Another example is NEI Northwest Growth & Income A - which spent years paying out $0.96 per unit each year (i.e. $0.08 monthly per unit). It cut payouts to $0.06 monthly per unit for 2012; and then last year did away with its level monthly cash payout.
There are certainly examples of responsible and sustainable distribution policies. Examples include TD Monthly Income, RBC Monthly Income, Steadyhand Income (which gets top marks for proactive communication) and more recently BMO Global Monthly Income. Some may recall my critique of BMO for both of its domestic and global Monthly Income funds among others. BMO Global Monthly Income’s distribution sustainability is much improved. Unlike others, it didn’t cut its payout. Rather it has seen a sharp increase in its allocation to stocks – from about 56% several months ago to nearly 70% recently – which raises its risk but also increases its total return potential.

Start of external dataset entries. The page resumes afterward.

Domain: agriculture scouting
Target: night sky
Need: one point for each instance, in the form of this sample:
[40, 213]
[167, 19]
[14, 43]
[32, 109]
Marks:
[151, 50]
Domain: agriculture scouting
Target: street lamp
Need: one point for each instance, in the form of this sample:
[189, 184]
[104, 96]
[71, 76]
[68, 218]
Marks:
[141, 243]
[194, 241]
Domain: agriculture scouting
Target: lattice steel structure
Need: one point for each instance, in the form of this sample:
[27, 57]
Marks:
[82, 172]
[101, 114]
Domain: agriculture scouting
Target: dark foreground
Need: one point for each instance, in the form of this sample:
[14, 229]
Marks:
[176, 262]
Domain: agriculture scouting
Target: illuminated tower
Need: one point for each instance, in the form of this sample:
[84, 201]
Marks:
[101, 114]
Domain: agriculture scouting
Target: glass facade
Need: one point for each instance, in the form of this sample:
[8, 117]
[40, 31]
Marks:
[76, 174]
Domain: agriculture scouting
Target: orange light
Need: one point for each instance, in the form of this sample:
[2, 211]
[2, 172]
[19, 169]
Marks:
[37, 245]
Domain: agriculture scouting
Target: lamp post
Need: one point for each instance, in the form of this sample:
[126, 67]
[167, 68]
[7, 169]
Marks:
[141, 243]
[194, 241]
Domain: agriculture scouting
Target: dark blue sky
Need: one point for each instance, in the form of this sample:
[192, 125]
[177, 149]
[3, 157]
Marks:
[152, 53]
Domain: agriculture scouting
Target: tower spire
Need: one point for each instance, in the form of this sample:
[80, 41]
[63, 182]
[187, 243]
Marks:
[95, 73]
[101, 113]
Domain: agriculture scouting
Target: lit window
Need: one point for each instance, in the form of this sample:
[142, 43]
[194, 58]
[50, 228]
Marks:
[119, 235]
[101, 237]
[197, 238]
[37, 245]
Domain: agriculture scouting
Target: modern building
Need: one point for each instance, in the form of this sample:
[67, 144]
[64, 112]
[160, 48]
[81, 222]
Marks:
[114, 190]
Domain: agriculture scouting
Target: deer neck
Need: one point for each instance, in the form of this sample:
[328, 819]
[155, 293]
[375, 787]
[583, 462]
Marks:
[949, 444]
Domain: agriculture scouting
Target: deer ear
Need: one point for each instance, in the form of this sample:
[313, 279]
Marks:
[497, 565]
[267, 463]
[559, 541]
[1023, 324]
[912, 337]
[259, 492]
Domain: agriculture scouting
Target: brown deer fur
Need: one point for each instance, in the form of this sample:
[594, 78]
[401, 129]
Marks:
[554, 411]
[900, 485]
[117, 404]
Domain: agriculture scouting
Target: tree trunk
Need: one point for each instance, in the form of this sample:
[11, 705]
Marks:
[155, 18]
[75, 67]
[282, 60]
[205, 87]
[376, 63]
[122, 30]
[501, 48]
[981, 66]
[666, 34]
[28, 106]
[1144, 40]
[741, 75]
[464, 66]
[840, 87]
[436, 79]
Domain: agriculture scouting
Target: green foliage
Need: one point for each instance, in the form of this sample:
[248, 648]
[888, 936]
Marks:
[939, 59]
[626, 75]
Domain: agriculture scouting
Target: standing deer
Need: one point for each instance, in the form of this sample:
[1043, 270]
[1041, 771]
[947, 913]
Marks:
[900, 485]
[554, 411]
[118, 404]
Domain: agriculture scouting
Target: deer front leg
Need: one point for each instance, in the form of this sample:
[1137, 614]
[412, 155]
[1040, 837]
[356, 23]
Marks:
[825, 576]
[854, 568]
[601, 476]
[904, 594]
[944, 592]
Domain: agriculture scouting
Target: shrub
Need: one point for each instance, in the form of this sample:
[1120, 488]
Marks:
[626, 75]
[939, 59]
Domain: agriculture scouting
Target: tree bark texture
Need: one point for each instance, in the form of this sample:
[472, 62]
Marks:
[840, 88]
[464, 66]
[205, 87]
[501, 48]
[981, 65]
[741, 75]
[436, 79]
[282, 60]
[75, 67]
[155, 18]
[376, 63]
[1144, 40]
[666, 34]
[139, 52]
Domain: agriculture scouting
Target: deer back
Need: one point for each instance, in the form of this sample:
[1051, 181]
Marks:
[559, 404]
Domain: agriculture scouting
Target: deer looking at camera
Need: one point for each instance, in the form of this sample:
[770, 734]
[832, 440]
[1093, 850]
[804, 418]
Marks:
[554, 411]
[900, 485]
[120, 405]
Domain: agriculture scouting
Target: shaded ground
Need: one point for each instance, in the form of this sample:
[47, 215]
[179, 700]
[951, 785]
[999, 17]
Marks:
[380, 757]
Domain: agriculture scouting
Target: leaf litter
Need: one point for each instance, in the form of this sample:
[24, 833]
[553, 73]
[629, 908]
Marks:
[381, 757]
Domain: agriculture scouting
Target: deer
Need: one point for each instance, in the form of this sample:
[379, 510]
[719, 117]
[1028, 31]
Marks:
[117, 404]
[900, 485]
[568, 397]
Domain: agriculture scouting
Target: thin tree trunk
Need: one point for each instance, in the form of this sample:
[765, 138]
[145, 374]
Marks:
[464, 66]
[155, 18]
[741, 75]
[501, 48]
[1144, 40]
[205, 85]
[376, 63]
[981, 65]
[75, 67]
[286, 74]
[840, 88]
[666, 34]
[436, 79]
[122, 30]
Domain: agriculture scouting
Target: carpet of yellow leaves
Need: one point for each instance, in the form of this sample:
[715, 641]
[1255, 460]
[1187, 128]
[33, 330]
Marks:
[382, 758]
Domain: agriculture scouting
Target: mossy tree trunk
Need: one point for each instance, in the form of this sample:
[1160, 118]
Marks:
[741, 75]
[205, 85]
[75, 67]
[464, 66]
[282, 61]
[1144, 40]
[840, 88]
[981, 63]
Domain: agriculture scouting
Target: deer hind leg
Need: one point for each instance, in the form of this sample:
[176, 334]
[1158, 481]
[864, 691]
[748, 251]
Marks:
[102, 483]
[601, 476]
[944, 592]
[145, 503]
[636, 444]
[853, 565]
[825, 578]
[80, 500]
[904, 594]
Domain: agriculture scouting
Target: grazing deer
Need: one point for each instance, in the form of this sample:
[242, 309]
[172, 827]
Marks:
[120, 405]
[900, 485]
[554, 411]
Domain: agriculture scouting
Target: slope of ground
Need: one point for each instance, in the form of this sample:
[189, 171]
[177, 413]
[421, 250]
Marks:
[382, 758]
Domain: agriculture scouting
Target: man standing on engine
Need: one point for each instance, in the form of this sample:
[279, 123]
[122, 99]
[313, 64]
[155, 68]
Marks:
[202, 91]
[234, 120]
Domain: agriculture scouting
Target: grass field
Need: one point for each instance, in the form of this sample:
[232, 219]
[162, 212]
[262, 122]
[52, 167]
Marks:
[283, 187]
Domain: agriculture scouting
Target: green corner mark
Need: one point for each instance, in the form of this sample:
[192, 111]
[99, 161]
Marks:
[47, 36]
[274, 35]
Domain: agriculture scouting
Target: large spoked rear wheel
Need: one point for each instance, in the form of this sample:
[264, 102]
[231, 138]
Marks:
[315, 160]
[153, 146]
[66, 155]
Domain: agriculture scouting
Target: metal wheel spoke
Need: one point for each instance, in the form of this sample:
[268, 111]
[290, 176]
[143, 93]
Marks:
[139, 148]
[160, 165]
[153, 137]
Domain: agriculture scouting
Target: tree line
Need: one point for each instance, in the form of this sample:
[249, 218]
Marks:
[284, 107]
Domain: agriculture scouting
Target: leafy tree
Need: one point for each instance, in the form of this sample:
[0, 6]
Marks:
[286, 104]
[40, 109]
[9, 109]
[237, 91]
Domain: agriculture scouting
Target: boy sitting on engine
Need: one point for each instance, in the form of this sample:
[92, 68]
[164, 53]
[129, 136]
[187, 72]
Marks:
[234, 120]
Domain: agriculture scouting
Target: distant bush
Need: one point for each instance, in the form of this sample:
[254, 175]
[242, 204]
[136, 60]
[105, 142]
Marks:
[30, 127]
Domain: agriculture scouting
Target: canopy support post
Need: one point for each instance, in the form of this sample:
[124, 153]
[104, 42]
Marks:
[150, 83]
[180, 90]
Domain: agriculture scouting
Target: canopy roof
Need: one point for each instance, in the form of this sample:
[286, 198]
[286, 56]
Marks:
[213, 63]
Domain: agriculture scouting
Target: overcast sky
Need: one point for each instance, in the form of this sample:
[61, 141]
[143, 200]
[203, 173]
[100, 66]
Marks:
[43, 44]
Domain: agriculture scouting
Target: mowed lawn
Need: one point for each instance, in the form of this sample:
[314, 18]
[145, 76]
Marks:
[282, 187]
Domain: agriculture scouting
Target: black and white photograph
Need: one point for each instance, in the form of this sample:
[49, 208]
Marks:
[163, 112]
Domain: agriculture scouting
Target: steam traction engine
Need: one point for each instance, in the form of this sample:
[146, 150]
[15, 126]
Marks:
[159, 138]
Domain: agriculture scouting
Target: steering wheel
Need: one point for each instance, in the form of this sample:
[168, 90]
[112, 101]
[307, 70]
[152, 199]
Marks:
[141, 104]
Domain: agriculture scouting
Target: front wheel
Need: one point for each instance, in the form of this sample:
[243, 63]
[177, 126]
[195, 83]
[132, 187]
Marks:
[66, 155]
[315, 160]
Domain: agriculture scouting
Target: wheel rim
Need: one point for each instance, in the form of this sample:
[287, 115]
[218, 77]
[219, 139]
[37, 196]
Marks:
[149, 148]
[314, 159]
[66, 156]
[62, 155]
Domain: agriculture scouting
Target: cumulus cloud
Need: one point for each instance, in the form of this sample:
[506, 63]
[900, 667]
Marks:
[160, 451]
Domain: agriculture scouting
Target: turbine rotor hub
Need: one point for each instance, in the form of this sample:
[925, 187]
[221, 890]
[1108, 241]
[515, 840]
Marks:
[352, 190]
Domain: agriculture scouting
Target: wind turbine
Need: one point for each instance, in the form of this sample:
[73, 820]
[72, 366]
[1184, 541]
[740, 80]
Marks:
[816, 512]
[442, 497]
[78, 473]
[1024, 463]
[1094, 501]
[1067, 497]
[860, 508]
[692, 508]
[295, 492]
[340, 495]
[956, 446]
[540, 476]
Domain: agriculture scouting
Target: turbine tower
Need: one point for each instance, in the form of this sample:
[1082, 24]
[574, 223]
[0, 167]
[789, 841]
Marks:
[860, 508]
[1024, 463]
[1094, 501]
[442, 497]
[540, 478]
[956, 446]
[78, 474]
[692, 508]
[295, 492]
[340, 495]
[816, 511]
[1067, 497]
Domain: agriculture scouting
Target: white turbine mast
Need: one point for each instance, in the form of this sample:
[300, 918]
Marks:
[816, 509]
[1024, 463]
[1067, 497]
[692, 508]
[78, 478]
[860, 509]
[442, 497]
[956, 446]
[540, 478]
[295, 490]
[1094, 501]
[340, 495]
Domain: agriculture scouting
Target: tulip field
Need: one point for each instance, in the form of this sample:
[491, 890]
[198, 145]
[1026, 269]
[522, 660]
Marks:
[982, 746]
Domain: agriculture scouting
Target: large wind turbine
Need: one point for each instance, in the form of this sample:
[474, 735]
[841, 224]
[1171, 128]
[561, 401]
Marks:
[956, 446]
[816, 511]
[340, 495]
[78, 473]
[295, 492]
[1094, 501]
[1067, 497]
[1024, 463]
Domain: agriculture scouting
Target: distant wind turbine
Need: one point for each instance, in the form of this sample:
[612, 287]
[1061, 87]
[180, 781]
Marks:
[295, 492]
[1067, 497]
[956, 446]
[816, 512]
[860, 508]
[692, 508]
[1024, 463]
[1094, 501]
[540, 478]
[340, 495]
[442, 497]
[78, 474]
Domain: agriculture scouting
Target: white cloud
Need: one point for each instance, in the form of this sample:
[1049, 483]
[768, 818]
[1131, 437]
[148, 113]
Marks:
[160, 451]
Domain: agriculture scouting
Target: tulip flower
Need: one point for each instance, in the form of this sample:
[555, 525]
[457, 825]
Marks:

Investors beware. Most of the funds I’ve seen sporting sustainable distributions have sibling funds or similar products with distributions that cannot be sustained in my opinion. While the I and A series units of TD Monthly Income offer very sustainable cash payouts, the same fund’s series-T units pay out too much in my opinion. Similarly, RBC Monthly Income has long had a responsible distribution policy. But RBC Managed Payout Solution – Enhanced Plus needs to cut its distribution in half to be sustainable by my estimate.
Investors and advisors should understand the extent of a fund’s sustainability, stay on top of distribution changes and keep an eye on those ramping up risk exposure to juice returns to support monthly payouts. Skinny bond yields and fully valued stocks will restrain total returns going forward; which will put more pressure on Monthly Income funds to take action to keep cash flowing.